みなさん、こんにちは。白石由己と申します。
今朝DNXが新たに発表した、B2Bソフトウェアの創業ベンチャースタジオ「DNX Studio」のニュースはご覧いただきましたでしょうか。DNX Studioが提供する3ヶ月〜6ヶ月の創業プログラムでは、起業家に対して1名のDNX Venturesの投資担当者が事業のテーマに応じてアサインされ、二人三脚で創業を伴走します。数ヶ月の限られた時間の中で、一緒に新たな事業アイデアを発散・取捨選択し磨いていきます。

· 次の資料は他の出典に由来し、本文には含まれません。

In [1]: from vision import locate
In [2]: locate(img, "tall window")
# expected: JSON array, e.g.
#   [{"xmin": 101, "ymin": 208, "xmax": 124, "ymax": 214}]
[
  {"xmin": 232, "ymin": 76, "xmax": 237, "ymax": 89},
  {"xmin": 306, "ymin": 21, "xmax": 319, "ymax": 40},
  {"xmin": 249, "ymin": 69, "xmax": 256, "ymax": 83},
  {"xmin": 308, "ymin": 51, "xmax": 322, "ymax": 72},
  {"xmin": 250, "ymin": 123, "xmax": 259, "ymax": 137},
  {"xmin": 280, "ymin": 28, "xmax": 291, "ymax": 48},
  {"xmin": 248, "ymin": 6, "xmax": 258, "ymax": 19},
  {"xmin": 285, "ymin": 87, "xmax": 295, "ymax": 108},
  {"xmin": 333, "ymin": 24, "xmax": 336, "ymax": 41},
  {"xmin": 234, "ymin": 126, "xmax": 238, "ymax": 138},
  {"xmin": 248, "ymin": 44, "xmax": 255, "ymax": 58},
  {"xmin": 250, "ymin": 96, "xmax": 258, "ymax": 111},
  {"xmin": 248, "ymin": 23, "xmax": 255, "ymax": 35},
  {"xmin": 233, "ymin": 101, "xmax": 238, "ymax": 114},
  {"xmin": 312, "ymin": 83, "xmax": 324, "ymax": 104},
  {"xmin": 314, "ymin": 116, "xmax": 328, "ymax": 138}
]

私もDNX Venturesの投資担当者として、DNX Studioで起業家候補の皆さんと一緒に歩む機会をいただいています。私自身の創業経験や長年の起業家支援、キャピタリストとしての経験を活かし、新たな挑戦者たちをサポートできることを嬉しく思います。今回は、そんな私の経験と起業家支援に対する思いをお話しさせていただきます。

「教育×テック」で挑んだ30代の創業物語

私のスタートアップ世界との出会いは2002年にさかのぼります。当時、慶應ビジネススクールの大学院生だった私は、ベンチャーキャピタルの創設にインターンとして参画しました。起業家と伴走できる仕事に夢中になり、そのまま卒業後もVCの道を歩み始めました。その後、同VC投資先の経営者、社外取締役、そして共同創業者として、スタートアップの世界で20年以上を過ごしてきました。

私の専門領域は、ディープテック、ヘルスケア、そして教育です。これらの専門領域も、こうした経験を通じて自然と形成されていきました。

特にディープテックは、テクノロジーやサイエンスをコアにした領域で、私が以前所属していたバイオテックに特化したVCでの経験に根ざしています。サイエンスをいかにビジネスにつなげるのか、という挑戦的なテーマに私は強く惹かれます。ヘルスケア分野については、バイオテックVCでの経験と、その後の同VC投資先企業での経営経験が大きく影響しています。オーストラリアの上場企業への事業売却を実現した経験は、ヘルスケア分野のビジネスについて実践的に学ぶことができました。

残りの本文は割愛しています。